こんなエピソードもあったそうです。「ある時、アロマトリートメントを行うために、長期間入院されていた患者さんの病室へ入ったら、患部を押さえながら『痛い、痛い』ととても辛そうなご様子でした。私は、気づくと、即座にペインドレイン(編注:痛みに対するヒーリングタッチのテクニック)をしていました。『あ・・・。少し痛みが・・薄れていく・・・』と患者さんはおっしゃり、付き添っていたお子さんたちは『ぜひ、それを教えて欲しい』とおっしゃったので、痛みのある部分に優しく触れる方法をお伝えしました。翌週に訪ねた時、『あれをすると大分落ち着く』とのことで、患者さんもお子さまも『不思議な魔法だ』とおっしゃっていました」(しばた)
また、患者さんの心の状態も様々です。「ある日、80代の患者さんにアロマトリートメントを行っている時、大きな独り言のようなつぶやきが聴こえました。『私は、生きたくても生きられないし、ましてや自分から死ぬこともできないの』私は、ただただまるで祈りのように手を触れていることしかできませんでしたが、ヒーリングタッチで学んだ施術者の姿勢、『癒しの存在(編注:無条件の愛をもって相手の存在をそのまま受けとめること)』として、そっと寄り添うことができました」(しばた)
ヒーリングタッチの学びと緩和・終末期ケア
かつて病気を患った時の医療担当者の対応に疑問を持ったというしばた事務局長は、初めてヒーリングタッチを知った時、身体そのものの対処療法だけではなく、心や感情、魂の滞りを取り除くという全人的な癒しが必要であるということ、そして、道具も何もいらず、思いやりの気持ちがあれば、誰にでもできるということが、心に響いたといいます。会社員として勤めていた頃は、自分の部下に対して厳しかったということですが、ヒーリングタッチを学び始めて、人の痛みが分かるようになり、相手に対する思いやりの気持ちが芽生えたといいます。また、「身内がガンを罹って終末期を迎えた時も、家族がパニックになっていても、今までとは違って受け止めることができるようになり、動揺しませんでした」とのことです。
施術者のセルフケアを重視するヒーリングタッチ。事務局長は、毎日、セルフケアを欠かしません。続けることによって、気持ちのよい一日をスタートでき、心身がより健康になり、穏やかな気持ちで生活できるようになっただけでなく、感情面での怒りやイライラ、不平不満がずいぶん少なくなったといいます。

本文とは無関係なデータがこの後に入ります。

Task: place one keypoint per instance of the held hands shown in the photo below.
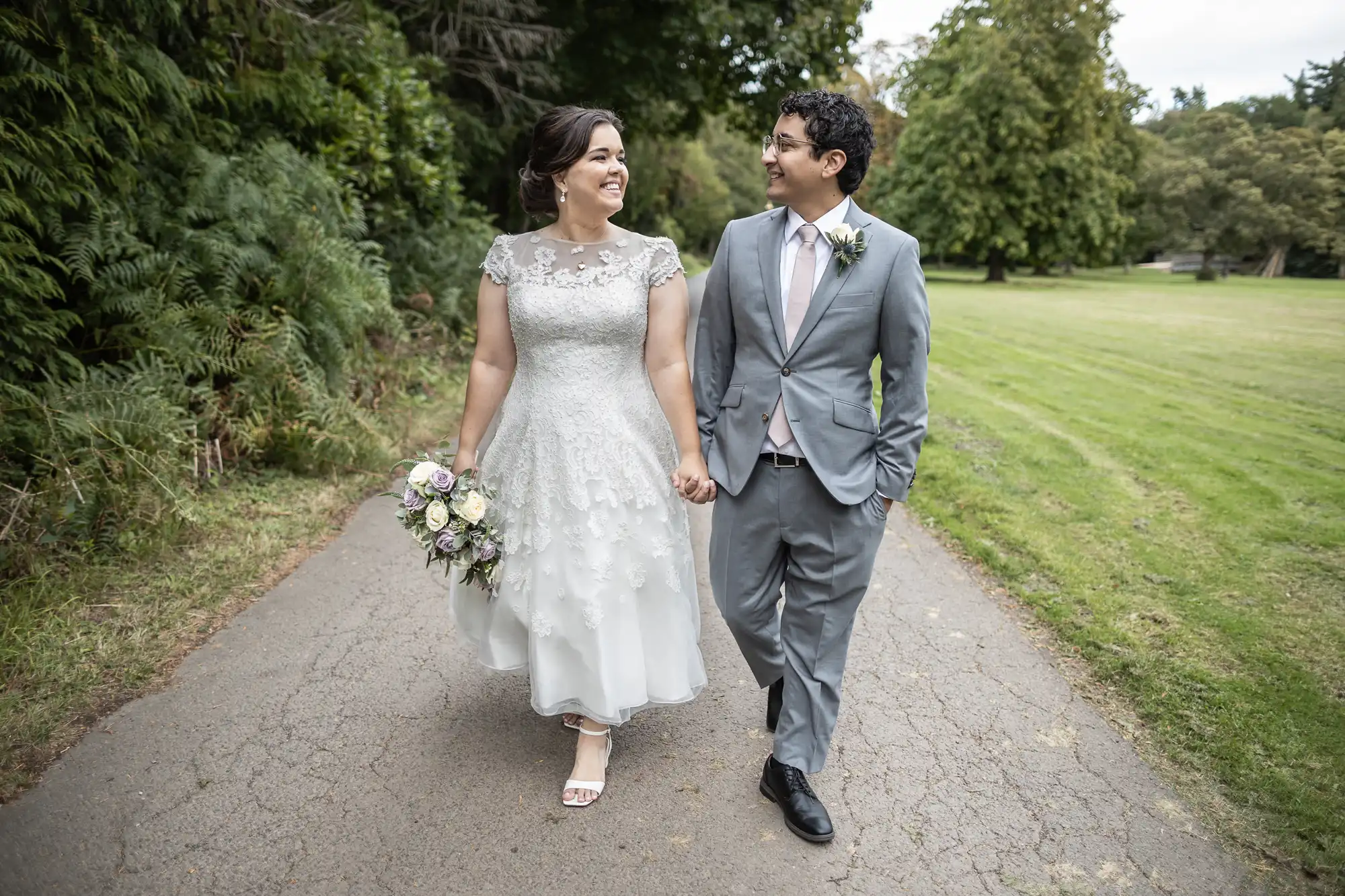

また、「愛と許し、そして感謝する気持ちを感じることが多くなり、なによりも、何か障害があると、それを学びだと思えるようになったことが、大きな成長でした」(しばた)
このような学びと経験を経て、日々のセルフケアを通じて、「まず自分が健康であり癒されていることで、他人に癒しを提供することができます」と事務局長は言います。死に直面している患者さんがどのような状態であろうとも、動揺せず、心を開いて、そのままを受け止めることができる、そうヒーリングタッチの学びが導いてくれたとのことです。